Besides, 5,000 images are not enough, and there are some images where people are far from the photographer. This is not in line with our task.

Human image dataset developed by Deelvin

Several well-known open access segmentation datasets have been described above. Unfortunately, none of them suits our task, for the reasons described above. Therefore, we decided to create our own dataset.

Compiling this dataset took a lot of time and now it contains over 40,000 samples. It takes into account all possible options: long-haired and short-haired individuals, different options for clothes, objects in hands, as well as people wearing glasses, hats, and so on.

This number of images is enough for training, however many more possibilities could be dealt with through augmentation.

Augmentation

Augmentation in this context is the application of various transformations to images. Examples can be seen below.

The first and second images (named ‘Original’ and ‘Brightness Contrast’ respectively) differ in contrast. To the naked eye, these images appear similar, but for a neural network, they are completely different. It turns out that if you apply Brightness Contrast to each image, the number of samples will double! And given that there are many augmentation methods, the number of samples can be increased many fold and, consequently, the model will learn better.
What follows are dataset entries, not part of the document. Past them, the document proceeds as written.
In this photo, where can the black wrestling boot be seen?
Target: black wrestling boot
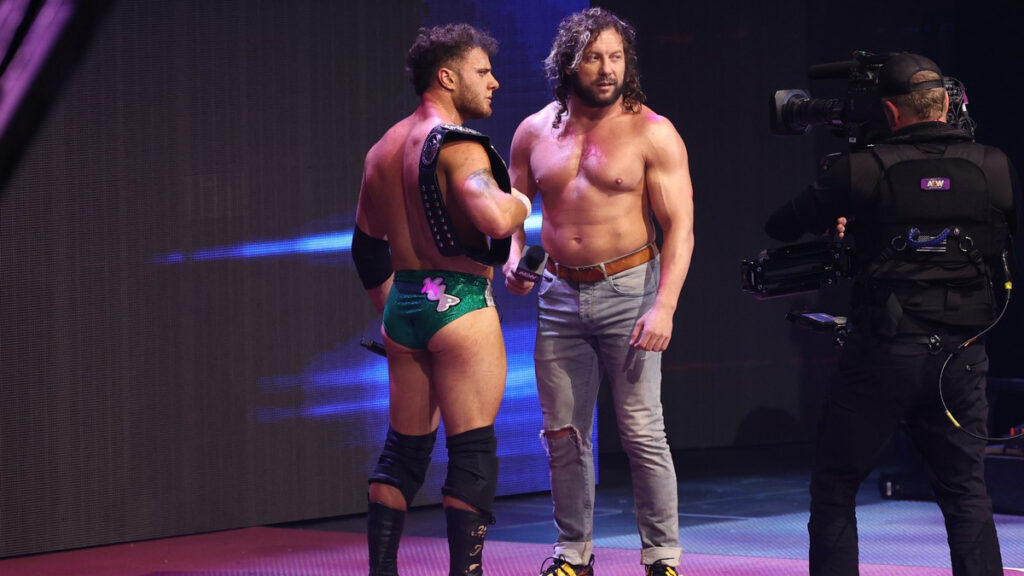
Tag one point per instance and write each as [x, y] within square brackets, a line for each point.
[466, 533]
[383, 532]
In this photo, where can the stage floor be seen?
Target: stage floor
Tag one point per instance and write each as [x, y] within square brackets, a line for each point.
[733, 520]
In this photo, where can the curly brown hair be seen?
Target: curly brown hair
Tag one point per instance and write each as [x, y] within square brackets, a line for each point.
[576, 33]
[442, 45]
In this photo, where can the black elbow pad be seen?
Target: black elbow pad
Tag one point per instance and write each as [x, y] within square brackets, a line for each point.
[372, 257]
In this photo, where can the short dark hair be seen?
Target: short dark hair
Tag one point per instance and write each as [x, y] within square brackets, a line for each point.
[440, 45]
[576, 33]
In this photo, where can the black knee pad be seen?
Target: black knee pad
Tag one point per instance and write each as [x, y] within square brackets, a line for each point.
[472, 474]
[403, 462]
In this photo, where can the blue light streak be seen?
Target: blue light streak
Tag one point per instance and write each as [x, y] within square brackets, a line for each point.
[333, 242]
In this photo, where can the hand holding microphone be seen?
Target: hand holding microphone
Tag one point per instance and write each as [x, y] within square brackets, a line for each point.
[529, 270]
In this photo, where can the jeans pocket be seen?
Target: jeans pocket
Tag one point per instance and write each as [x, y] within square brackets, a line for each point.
[636, 282]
Augmentation is already good enough for increasing the number of images in the dataset for training the network, but there is also a second advantage: it is close to real life. In real life, the quality of images is often reduced due to artifacts and this has a negative impact on the accuracy of the neural network interpretation (by the way, there is an article on this topic in Deelvin blog).

For example, if a user does not have a good enough camera, then when people move, blur will appear in the video. This will significantly reduce the accuracy of the neural network interpretation, which has never “seen” such images in the train dataset. But if we apply Motion Blur, similar distortions will appear and the accuracy of the model will increase.

Neural network

After preparing the dataset, experiments were carried out with various architectures of neural networks. As a result, we got our own implementation of a convolutional neural network, which is built on the basis of an autoencoder. The encoder is pre-trained on the imagenet dataset, and the decoder contains custom layers to help maximize accuracy.
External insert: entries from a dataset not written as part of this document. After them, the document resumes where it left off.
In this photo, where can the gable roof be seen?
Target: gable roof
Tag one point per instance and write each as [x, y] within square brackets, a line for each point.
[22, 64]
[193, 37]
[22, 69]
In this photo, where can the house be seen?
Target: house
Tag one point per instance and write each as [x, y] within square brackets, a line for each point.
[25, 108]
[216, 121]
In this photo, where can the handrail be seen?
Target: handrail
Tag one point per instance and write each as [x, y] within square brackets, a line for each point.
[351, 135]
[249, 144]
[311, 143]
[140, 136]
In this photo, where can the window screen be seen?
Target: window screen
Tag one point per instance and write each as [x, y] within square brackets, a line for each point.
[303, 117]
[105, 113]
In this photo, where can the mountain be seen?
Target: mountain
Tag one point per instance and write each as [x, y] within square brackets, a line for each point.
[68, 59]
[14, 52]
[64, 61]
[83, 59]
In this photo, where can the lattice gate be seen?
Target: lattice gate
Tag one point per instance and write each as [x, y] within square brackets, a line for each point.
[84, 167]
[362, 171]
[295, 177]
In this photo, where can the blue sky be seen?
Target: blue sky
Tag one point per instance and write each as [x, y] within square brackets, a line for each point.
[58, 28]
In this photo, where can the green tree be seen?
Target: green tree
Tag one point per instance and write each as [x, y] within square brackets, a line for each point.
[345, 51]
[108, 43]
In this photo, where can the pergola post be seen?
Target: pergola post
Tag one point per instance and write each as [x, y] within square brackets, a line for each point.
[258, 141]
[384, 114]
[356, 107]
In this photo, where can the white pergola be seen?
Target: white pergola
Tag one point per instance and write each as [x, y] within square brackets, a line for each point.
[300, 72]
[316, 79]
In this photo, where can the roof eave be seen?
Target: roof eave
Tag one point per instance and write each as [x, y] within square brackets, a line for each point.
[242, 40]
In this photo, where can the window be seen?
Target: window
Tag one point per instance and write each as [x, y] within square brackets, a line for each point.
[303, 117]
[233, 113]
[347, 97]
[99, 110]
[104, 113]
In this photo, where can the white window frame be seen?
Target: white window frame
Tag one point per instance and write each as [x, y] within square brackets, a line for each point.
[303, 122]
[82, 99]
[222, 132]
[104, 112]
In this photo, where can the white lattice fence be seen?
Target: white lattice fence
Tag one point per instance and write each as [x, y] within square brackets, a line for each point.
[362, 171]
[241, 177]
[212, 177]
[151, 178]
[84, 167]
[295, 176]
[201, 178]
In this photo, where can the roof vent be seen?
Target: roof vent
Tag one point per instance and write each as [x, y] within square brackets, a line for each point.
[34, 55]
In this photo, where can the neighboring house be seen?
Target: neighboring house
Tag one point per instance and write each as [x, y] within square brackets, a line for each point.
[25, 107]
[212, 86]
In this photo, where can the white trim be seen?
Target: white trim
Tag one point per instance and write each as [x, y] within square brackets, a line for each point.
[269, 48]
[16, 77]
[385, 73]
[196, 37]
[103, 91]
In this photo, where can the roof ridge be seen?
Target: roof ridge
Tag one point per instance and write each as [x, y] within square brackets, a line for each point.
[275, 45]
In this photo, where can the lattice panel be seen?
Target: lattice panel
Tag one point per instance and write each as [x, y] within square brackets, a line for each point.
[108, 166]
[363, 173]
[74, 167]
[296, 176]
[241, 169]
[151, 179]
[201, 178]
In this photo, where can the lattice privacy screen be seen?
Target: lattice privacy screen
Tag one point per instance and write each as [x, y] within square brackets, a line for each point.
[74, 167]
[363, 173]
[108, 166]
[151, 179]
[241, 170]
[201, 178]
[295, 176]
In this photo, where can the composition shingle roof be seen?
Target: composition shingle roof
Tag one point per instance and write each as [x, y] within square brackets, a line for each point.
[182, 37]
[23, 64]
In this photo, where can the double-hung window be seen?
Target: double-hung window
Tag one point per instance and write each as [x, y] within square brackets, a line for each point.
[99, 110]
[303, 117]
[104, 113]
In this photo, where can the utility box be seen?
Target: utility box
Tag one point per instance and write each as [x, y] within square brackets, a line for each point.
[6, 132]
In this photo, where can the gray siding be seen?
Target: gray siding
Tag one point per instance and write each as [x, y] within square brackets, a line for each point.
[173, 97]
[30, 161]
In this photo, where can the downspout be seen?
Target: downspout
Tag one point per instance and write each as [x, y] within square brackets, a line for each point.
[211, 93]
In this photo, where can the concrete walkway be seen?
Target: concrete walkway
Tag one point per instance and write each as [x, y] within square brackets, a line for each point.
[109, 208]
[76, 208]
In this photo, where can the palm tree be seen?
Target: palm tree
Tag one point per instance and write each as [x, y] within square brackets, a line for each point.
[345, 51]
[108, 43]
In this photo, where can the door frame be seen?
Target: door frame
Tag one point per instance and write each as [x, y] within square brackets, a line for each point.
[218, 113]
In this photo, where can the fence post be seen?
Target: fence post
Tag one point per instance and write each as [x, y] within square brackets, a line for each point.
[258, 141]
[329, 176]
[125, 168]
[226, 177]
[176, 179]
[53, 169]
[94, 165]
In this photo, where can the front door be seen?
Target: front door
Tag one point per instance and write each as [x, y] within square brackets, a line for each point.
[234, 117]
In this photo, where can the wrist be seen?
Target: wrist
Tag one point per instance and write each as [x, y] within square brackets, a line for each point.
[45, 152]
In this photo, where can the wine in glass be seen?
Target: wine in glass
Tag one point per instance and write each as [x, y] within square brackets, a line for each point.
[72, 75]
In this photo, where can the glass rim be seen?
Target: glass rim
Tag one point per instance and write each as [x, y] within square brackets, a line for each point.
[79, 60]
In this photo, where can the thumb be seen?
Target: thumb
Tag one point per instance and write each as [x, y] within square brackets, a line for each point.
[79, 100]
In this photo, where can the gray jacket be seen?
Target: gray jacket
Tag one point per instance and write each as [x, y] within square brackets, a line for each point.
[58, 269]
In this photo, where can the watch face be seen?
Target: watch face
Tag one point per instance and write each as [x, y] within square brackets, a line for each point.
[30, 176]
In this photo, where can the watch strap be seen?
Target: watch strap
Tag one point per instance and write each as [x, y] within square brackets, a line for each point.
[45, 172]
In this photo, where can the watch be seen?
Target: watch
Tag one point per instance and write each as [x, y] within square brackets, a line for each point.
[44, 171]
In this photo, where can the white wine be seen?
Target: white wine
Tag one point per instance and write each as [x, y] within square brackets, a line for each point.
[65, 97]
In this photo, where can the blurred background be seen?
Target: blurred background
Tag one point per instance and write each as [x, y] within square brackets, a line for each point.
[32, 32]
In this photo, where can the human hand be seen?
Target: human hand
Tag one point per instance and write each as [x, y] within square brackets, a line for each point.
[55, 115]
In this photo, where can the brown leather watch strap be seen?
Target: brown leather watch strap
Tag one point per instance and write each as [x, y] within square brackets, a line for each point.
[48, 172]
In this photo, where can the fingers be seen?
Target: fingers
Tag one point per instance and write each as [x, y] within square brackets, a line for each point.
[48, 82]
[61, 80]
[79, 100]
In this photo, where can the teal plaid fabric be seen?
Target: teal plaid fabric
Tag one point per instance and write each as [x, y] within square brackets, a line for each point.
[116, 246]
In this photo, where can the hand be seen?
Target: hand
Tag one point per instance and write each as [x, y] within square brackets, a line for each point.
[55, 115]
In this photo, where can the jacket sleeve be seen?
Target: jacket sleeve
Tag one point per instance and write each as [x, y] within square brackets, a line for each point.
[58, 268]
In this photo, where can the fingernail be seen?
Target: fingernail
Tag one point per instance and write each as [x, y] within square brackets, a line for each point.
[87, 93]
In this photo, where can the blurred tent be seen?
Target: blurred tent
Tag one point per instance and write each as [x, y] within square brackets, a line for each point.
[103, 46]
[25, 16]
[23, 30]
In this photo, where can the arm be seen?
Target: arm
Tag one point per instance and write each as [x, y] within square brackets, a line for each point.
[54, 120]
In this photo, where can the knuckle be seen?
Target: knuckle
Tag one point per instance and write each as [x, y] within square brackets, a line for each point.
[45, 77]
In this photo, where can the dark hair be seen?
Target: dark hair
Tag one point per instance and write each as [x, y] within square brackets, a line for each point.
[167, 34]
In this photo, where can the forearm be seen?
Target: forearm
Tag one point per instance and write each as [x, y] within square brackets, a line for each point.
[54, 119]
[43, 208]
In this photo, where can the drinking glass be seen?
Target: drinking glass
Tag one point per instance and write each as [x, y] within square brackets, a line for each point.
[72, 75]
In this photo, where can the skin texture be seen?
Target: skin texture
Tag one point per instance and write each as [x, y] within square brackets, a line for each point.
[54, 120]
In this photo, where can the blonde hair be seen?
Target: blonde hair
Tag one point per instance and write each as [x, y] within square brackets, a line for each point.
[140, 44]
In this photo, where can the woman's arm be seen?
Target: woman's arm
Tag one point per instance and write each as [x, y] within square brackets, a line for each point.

The model was trained for several days on an RTX 2080 Ti video card and the final accuracy turned out to be more than 0.98 IOU (maximum value 1.0).

Blue curve — train dataset, red curve — valid datatset

As the graph above demonstrates, at the beginning of training, the results on the train dataset are lower than those of the valid dataset (although more often the opposite happens). This happened due to the fact that the network learns the augmentation, which is contained only in the train dataset more slowly. At the end, the lines converge, which means that the obtained numbers are correct.

The more pixels are assigned to the correct class, the higher the IOU metric is. It can be seen from the graph that the network has learned very well and now we need to see how it handles real data.

Results

As these two images demonstrate, the result is quite sharp, however there are small flaws at the edges and it is clear that it is more difficult for the network to interpret the hair. It is interesting to see what the quality will be in other images, including photos of individuals with long hair.

The model did pretty well in these cases. In the picture with the individual with a folder, not only the hand held object stands out correctly, but the network very accurately segments a thin strand of hair. These are computationally tricky cases and the model did a great job!

Conclusion

As a result of this work, we got an effective tool that allows one to accurately segment human images in photos and videos. We post all our developments on the Deelvin website. The described model will appear there in the upcoming release in 2 weeks. We will of course inform you about the release in due course.